OPT-OUT and Anonymization

OPT-OUT

The OPT-OUT mechanism uses a specific cookie content to identify the client, who does not want to be measured. Due to the fact that a direct recognition of the client is not provided, an other identification of such clients is currently not possible. A client is able to change his identity anytime (cookie deletion). Such an identity change always leads to a loss of specific settings of the initially clients (who does not accur in the system anymore from the moment of change).

Therefore it is necessary that the client, who refuses measurement, communicates this setting to the system constantly. This means that the client may not delete his specific cookie.

The central place for the OPT-OUT settings is the QDS (questionnaire dispatching system), which function is also the modulation of questionnaires. The QDS provides URLs with which:

  • the Opt-Out cookie can be set
  • the status of measurement can be sorted out
  • the Opt-Out cookie can be deleted

A protocol of hits including the accessing client is NOT provided currently, but could be generated for the determination of an Opt-Out quota.

The module of the QDS enables to request the client's status ("no cookie", "active in measurement", "Opt-out") and to delete the Opt-Out status again, where the measurement cookie is deleted. The integration/recall of the Opt-Out module could be done personalized from any website. The Opt-Out module currently does not protocol any data. However this could be changed after a common decision and after the determination of requirements.

Opt-Out-Variants

 Variants to determine the Opt-Out settings of a client:


OO 1. All users with Opt-Out property are processed under one client identifier

Hits from clients with active Opt-Out are processed under one ID. These hits are collected in the transaction data of a client. Just as more than one real client generates usage under this ID, a unique mapping is no more possible.


OO 2. Requests of clients with Opt-Out property are rejected (resp. are not passed farther than protocol level)

intensification of 00 1.: Hits from clients with this property are responded correctly by the systems, but are not protocolled.

In this case all hits of those clients are ignored. No usage values are generated.


Anonymization through shortening of IP4 adress

For the anonymization of the requests the IP4 adresses should be shortened by the less significant bits. This leads to a reduction of resolution accuracy of this address by the factor 2^number of bits (this number of clients/computers could be hidden behind the shortened address). There are two places in the system where this shortage could be conducted. -----

IP 1. Shortage on protocol level

In this case the addresses are stored only for the duration of communication with the requesting computer. All following components do only receive the shortened address.

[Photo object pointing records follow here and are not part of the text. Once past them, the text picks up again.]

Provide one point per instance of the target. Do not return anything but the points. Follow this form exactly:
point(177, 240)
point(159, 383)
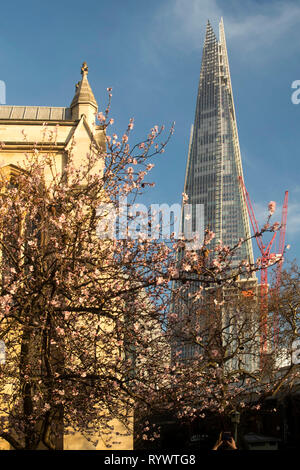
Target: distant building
point(213, 169)
point(61, 131)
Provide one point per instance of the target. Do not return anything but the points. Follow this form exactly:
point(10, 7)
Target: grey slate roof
point(43, 113)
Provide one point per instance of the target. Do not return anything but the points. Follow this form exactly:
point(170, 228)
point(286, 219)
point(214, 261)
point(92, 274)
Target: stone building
point(61, 131)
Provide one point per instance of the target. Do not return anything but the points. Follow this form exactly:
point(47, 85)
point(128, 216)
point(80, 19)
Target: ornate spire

Affected are all log files, all mappings and the signature generation.

With the data entry in the boxes the last bits of the IP4 address is set on value 0.

A storage or processing of the entire address farther that the duration of the technical request does not happen.

Effects

  1. The protocol of entry data (log files) does not show the entire address anymore
  2. mappings over address maps generate more vague results
  3. The signature generation produces different signatures

Because the signature generation delivers different results due to the changed IP address, also the client resolution of the following components is changed. The clients which are identified via signature or signature-cookie-pair will be regenerated in the moment of change. To ease this effect the algorithm can be set to "trivial" in the resolution mechanism. This algorithm does not consider any correlations between cookie and signature. It decides to use either cookie or signature for identification and uses the cookie if existing.


IP 2. Shortage by further processing

In this case the addresses are shortened via the respective component before processing. This happens within the respective components, wherby a selection is possible. This means the shortage may happen in the log stream and during the mappings. The signature generation in this case may happen as usual.

A shortage of the address before the signature generation will have influence on the visits  (probably slight) and the clients (relevant until severely). In the last case a change of the identification algorithm should be conducted: the identification is done via cookie and via signature (if the cookie does not exist). Combinations are not considered anymore. So the effects hopefully get reduced (proxy recognition and cookie change are not considered here anymore).


Effects on IP address shortage

Besides the signature generation the IP address is used for the resolution of the client's geographic origin. Here IP addresses are mapped on domestic and abroad. Due to the fact, that in case of a shortage of IP addresses, biases are expected, an analysis in this mapping files was made. Domestic files (the IP range in the mapping data, with mapping on Germany) was investigated concerning the overlapping data after the shortage (which now point abroad). In this investigation the whole affected ranges were marked as "overlapping", not only the effected part ranges. Furthermore the distinction was made concerning the interval size but not concerning the usage intensity of the single ranges.

Therefore in case of a shortage by one octed the result shows the 8 less significant bits, a part of ambiguous parts of approximately 8% in case of a shortage by 8 bit. In case of a state resolution an additional part of approximately 6% with ambiguous parts (in domestic) needs to be added.

An investigation from which number of shortened parts, which number of ambiguity occurs, shows a leap of less than 1% with a shortage from 3 bit to 8% with a shortage from 4 bit or more.

To reach a best possible ratio between data protection and resolution accuracy, the IP address could (concerning the results described above) be shortened by 3 bit generally. Because this could not be enough to reach a total anonymization of the signature, the IP address during (pre-) generation of signature could be shortened by farther 5 bits by 8 bit in total.